Dentistry has moved towards digital fabrication techniques and technologies since 1988 but more rapid progression has occurred since 2008. Most of these have involved scanning, CAD-CAM, and computer management. There are, now, very exciting new ways to produce all-ceramic restoration that include both subtractive approaches (e.g., milling an object out of a block) and additive techniques (e.g., forming a solid by curing powders or liquids into complex shapes). These are the laboratory technologies that will generate most of the new restorations that need to be manufactured outside of the mouth. There is a demand large numbers of these restorations and the fabrication techniques need to be fast, accurate, and inexpensive. As such, we need to focus on optimizing these techniques and exploring new technologies.

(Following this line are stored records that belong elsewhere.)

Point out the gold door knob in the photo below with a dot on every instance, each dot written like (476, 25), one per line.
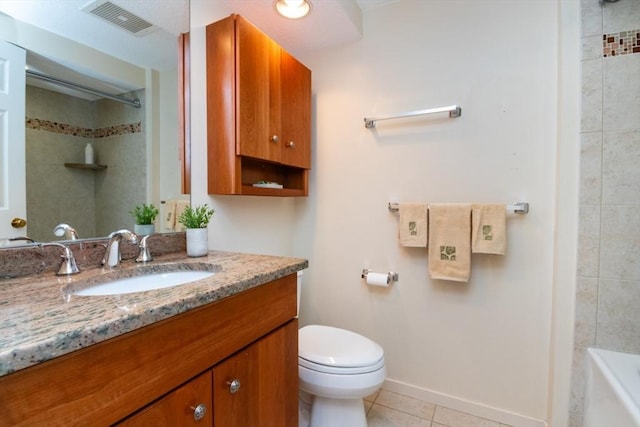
(18, 222)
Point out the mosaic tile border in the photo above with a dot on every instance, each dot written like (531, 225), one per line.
(67, 129)
(622, 43)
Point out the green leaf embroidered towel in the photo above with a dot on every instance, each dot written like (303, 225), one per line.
(488, 229)
(450, 242)
(412, 225)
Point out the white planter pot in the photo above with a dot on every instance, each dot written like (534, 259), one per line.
(197, 242)
(144, 229)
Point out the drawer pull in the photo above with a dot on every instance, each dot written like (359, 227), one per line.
(199, 411)
(234, 386)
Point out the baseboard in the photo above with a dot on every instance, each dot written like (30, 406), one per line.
(473, 408)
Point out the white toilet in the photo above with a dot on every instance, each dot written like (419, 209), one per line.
(337, 369)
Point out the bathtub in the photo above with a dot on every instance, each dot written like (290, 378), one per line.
(613, 389)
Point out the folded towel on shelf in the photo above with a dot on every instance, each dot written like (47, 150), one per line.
(488, 229)
(169, 215)
(412, 225)
(450, 242)
(181, 205)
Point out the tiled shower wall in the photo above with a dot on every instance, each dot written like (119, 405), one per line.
(94, 202)
(608, 276)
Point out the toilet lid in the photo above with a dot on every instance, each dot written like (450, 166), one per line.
(329, 346)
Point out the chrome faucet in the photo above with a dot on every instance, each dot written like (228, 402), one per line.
(65, 230)
(68, 265)
(20, 238)
(112, 255)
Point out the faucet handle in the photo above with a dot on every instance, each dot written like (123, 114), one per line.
(68, 265)
(144, 255)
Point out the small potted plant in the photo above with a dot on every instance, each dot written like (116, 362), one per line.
(144, 215)
(196, 219)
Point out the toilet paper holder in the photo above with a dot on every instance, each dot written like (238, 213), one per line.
(391, 276)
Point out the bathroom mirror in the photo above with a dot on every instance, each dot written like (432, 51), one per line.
(137, 155)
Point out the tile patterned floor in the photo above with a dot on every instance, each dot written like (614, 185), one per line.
(388, 409)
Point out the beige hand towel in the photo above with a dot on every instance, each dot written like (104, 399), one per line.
(489, 230)
(412, 225)
(450, 242)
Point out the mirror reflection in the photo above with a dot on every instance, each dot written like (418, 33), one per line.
(91, 160)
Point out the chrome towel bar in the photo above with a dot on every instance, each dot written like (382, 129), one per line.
(520, 208)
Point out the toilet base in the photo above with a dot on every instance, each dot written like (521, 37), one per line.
(326, 412)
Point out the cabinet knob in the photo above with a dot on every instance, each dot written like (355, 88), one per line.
(199, 411)
(234, 386)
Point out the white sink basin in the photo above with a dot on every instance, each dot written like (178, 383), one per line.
(145, 282)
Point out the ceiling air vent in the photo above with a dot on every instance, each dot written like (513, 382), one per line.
(120, 17)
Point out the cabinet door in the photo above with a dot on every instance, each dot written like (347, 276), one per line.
(258, 93)
(188, 405)
(258, 386)
(295, 112)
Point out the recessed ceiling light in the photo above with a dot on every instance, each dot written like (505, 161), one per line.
(293, 9)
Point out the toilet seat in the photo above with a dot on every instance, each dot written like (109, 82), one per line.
(337, 351)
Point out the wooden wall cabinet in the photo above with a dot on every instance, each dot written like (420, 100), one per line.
(159, 374)
(258, 112)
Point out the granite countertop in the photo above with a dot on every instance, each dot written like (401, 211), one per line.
(41, 319)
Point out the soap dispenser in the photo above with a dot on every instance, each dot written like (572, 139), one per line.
(88, 154)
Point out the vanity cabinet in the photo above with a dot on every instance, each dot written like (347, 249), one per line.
(258, 112)
(159, 374)
(189, 405)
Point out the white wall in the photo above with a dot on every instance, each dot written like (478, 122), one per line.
(487, 341)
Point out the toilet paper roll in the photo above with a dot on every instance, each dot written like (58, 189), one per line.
(378, 279)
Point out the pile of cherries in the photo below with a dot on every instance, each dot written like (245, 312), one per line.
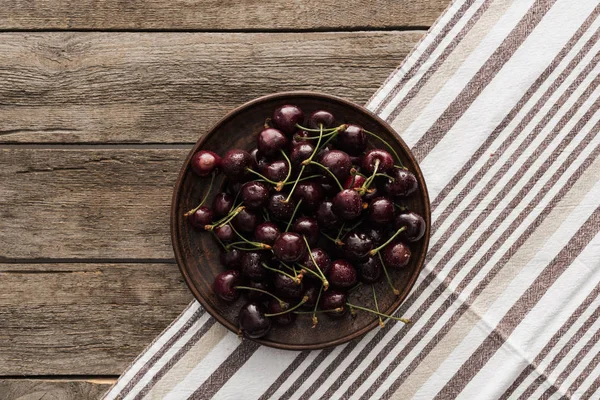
(306, 217)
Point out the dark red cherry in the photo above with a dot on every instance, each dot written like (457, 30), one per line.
(404, 183)
(225, 233)
(266, 233)
(279, 209)
(289, 247)
(311, 193)
(332, 299)
(307, 227)
(321, 117)
(246, 221)
(396, 254)
(381, 211)
(203, 216)
(252, 265)
(225, 283)
(322, 260)
(222, 204)
(342, 274)
(231, 259)
(287, 287)
(338, 162)
(254, 194)
(286, 117)
(414, 223)
(252, 321)
(276, 171)
(325, 215)
(347, 204)
(235, 163)
(369, 270)
(357, 245)
(204, 162)
(352, 140)
(271, 141)
(386, 161)
(275, 307)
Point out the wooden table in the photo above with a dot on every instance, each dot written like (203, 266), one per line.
(99, 104)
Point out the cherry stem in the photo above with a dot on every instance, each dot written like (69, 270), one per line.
(191, 212)
(304, 300)
(387, 145)
(287, 228)
(376, 250)
(281, 302)
(378, 313)
(387, 276)
(325, 282)
(329, 172)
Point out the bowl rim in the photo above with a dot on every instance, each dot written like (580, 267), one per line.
(176, 196)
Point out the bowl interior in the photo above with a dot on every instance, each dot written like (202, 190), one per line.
(197, 253)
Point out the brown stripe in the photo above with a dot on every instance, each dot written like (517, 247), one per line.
(158, 355)
(225, 371)
(534, 365)
(175, 359)
(525, 303)
(285, 375)
(482, 78)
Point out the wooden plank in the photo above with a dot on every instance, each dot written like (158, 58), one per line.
(101, 204)
(217, 15)
(171, 87)
(83, 319)
(36, 389)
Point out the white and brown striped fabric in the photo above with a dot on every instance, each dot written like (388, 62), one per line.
(500, 104)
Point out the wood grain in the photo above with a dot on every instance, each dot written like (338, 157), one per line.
(83, 319)
(217, 14)
(35, 389)
(172, 87)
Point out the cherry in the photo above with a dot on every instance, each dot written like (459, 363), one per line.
(235, 163)
(311, 193)
(322, 260)
(404, 183)
(307, 227)
(414, 223)
(255, 194)
(396, 254)
(338, 162)
(246, 221)
(369, 270)
(371, 157)
(342, 274)
(276, 171)
(252, 321)
(222, 204)
(275, 307)
(225, 283)
(357, 245)
(286, 117)
(347, 204)
(202, 217)
(353, 140)
(232, 259)
(279, 208)
(252, 265)
(381, 211)
(271, 141)
(204, 162)
(266, 232)
(289, 247)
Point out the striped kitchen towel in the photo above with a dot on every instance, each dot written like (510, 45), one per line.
(499, 103)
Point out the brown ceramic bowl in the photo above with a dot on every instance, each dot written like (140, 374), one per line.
(197, 253)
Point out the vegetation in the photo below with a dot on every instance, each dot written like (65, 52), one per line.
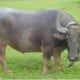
(29, 65)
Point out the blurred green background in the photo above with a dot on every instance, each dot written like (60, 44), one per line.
(29, 65)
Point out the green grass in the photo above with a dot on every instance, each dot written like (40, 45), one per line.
(29, 65)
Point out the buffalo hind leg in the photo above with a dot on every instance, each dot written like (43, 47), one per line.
(46, 58)
(57, 55)
(2, 56)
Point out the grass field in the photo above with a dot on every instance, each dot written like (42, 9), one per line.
(29, 66)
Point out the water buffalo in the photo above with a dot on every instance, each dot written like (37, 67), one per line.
(48, 30)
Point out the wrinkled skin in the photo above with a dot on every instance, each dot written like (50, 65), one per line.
(35, 31)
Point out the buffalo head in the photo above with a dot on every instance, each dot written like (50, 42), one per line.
(71, 33)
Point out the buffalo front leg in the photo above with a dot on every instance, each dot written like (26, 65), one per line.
(2, 56)
(57, 55)
(46, 58)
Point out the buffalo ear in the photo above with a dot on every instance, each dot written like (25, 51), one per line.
(59, 36)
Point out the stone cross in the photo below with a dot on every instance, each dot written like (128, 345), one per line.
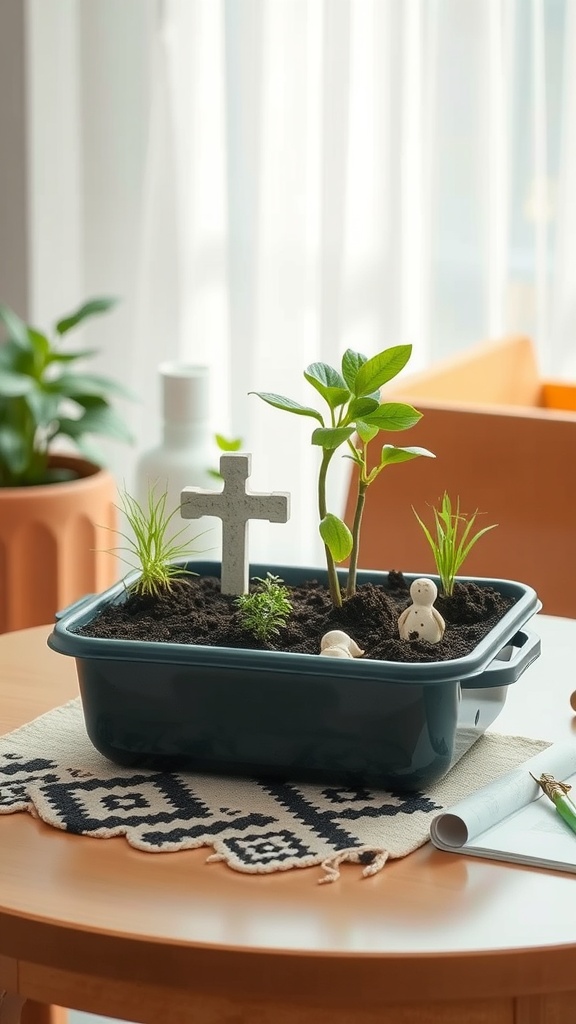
(235, 505)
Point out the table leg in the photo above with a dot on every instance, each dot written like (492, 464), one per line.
(10, 1007)
(40, 1013)
(15, 1010)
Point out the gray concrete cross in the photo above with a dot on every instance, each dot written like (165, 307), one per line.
(235, 505)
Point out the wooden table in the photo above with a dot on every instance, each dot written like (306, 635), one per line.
(433, 938)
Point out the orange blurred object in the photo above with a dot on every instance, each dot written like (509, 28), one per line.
(505, 444)
(52, 544)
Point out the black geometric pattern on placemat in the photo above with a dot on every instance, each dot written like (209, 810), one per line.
(16, 772)
(266, 848)
(329, 809)
(94, 804)
(177, 835)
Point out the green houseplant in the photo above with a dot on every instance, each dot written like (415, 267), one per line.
(182, 674)
(54, 495)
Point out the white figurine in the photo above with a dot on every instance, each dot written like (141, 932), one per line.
(420, 620)
(336, 643)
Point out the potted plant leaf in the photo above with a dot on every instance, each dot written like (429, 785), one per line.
(199, 675)
(54, 497)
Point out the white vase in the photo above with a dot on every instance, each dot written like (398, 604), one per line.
(187, 455)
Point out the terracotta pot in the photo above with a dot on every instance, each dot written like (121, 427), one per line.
(52, 544)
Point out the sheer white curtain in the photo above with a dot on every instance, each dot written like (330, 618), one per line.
(325, 174)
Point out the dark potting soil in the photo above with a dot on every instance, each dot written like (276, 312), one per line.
(195, 611)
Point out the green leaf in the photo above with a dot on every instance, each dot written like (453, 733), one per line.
(380, 369)
(96, 420)
(328, 383)
(394, 416)
(336, 537)
(331, 437)
(17, 330)
(360, 408)
(352, 361)
(13, 452)
(43, 407)
(76, 385)
(391, 455)
(41, 347)
(366, 431)
(228, 444)
(90, 308)
(82, 353)
(14, 385)
(287, 404)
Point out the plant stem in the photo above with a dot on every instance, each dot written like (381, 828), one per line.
(362, 487)
(333, 584)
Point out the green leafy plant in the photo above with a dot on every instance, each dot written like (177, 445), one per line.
(153, 550)
(44, 395)
(355, 408)
(452, 541)
(266, 608)
(224, 444)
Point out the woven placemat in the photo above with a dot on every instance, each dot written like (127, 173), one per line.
(50, 769)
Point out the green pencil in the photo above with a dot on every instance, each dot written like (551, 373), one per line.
(557, 792)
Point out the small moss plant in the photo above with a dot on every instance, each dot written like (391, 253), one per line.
(153, 551)
(449, 549)
(266, 608)
(355, 408)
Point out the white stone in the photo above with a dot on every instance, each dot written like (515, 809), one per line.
(339, 639)
(235, 505)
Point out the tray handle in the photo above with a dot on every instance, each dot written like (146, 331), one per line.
(509, 664)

Additionally, several standard laboratory tests and simulations for screening materials and comparing existing products have been developed. However, the tests do not predict true clinical performance. Most of the tests exclude exposure to saliva which is an extremely important factor impacting clinical outcomes. Practitioners require provide fast and accurate predictions of potential clinical performance of these materials. Unfortunately, materials are not tested first and then issued, but rather issued and then, extensively tested. Often failures are 4-5 years in service, and products have already changed every 2-3 years.

Clinical research is valued as the gold standard for testing; however, it takes time, is expensive, and is not very predictive of potential failure events or times in the future. As such, new clinical research models are needed to predict success or failure for new materials quickly. Ideally, practitioners would like restorative materials to last 10-20 years in the mouth but, most of the current research is only 2-5 years in length. Also, clinical research protocols are narrowed down to ideal patient types, rather than including examples of the real challenges that wet-fingered dentists face.